Making Python Faster with Rust and CFFI, or Not

Recently, I had the (genuine) joy of helping port a Python library with a C extension to work on Python 2 and Python 3. C was my first language that I really understood pretty well and I have some (possibly misplaced) nostalgia for the time when I only ever wrote C and aspired to hack some parts of Linux.

After the fact, however, I started thinking about how one might implement the same functionality with Rust. I ran into some problems along the way, and further, I found something rather interesting: Extending Python with Rust via CFFI in this very specific situation was not much better than a pure CPython implementation.

First, some background information and requirements:

The existing C extension only works with CPython.
There are already benchmarks in the project that show that the C extension can be anywhere from 17 to 30 times faster than the pure-Python version
I wanted to use Rust and CFFI to potentially replace the C extension so it could be used on PyPy and CPython but needed it to be as fast (and hopefully faster)
The user-experience should be seemless.

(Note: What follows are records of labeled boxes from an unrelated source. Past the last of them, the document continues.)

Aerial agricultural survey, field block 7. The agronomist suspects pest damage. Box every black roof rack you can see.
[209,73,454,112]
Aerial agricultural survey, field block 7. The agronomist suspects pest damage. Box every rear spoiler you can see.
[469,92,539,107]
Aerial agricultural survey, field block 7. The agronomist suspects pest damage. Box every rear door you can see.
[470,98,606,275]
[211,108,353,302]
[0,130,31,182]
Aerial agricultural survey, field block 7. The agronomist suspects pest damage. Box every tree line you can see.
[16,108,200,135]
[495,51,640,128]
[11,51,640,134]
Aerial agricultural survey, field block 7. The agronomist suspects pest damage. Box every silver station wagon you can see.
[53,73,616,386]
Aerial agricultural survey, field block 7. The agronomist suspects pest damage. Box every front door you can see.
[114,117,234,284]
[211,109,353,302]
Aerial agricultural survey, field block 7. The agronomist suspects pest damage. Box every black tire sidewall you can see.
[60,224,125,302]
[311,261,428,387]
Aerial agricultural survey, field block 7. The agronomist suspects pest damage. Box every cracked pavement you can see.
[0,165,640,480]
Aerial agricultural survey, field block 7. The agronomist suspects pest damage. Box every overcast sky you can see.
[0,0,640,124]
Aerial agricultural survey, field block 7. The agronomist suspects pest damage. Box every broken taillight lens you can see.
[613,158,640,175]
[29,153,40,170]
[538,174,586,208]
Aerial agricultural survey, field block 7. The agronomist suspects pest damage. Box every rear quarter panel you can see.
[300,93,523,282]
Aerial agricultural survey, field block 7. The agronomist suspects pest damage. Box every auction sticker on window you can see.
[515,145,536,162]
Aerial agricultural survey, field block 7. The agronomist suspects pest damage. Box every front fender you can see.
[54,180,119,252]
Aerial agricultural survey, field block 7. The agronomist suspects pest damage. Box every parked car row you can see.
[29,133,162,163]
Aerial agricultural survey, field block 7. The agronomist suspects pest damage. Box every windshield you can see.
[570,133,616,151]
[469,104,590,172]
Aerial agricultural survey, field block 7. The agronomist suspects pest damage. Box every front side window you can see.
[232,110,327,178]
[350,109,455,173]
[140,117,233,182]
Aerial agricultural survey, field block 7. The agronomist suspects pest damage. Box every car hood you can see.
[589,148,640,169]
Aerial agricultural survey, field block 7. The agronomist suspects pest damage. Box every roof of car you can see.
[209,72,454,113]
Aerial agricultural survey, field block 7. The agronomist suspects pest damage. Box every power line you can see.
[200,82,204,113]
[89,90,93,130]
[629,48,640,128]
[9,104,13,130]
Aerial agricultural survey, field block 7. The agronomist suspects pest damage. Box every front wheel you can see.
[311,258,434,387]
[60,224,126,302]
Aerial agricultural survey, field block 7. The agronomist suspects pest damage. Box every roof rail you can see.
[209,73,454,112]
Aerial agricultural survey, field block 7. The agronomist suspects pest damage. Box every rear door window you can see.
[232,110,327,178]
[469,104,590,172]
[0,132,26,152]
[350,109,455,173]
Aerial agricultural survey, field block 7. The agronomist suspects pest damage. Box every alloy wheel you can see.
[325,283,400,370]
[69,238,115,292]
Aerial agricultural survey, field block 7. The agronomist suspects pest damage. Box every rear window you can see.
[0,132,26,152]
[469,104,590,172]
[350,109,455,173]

If the user gets a dictionary back from the pure-Python implementation, it should behave exactly the same if it's using the C or Rust extensions.

The project, pghstore was already fairly mature and had existed for quite a while. As part of adding Python 3 support, I re-organized it a little to ensure we were testing the installed version of pghstore by placing its source inside a src directory and added tests for missing corners. As such, I reused the src directory for my Rust project so that the directory tree looks like

src/
 + pghstore/
    + __init__.py
    + .. other C and Python files
 + pghstorers/
    + lib.rs
    + .. other Rust files
Cargo.toml

I built a Rust crate that could act as a stand-alone library to generate and parse HStore strings. I used a rather naive algorithm that benchmarked at less than than 0.0005s (or 500,000 nanoseconds) for even very large examples. If there were any doubts before, it was clear that Rust was fast enough for my needs. I then also wrote a naive bridge between C(FFI) and Rust. This included having to create structs that were representations that CFFI would use to pass the data back and forth. Finally, I wrote the code in Python to use CFFI.

Our Results

Unfortunately, (as you may have guessed) when I ran our Python benchmarks it turns out that the Rust extension on smaller examples was rougly as fast as the pure Python implementation (no more than 0.5s). It was only on sufficiently large examples that the Rust extension out-performed CPython and then it was only 2x as fast (19 seconds versus 38). With the exact same examples, the C extension was taking a fraction of the time. On the largest example the C extension took 1.4s while the Rust extension took 19s.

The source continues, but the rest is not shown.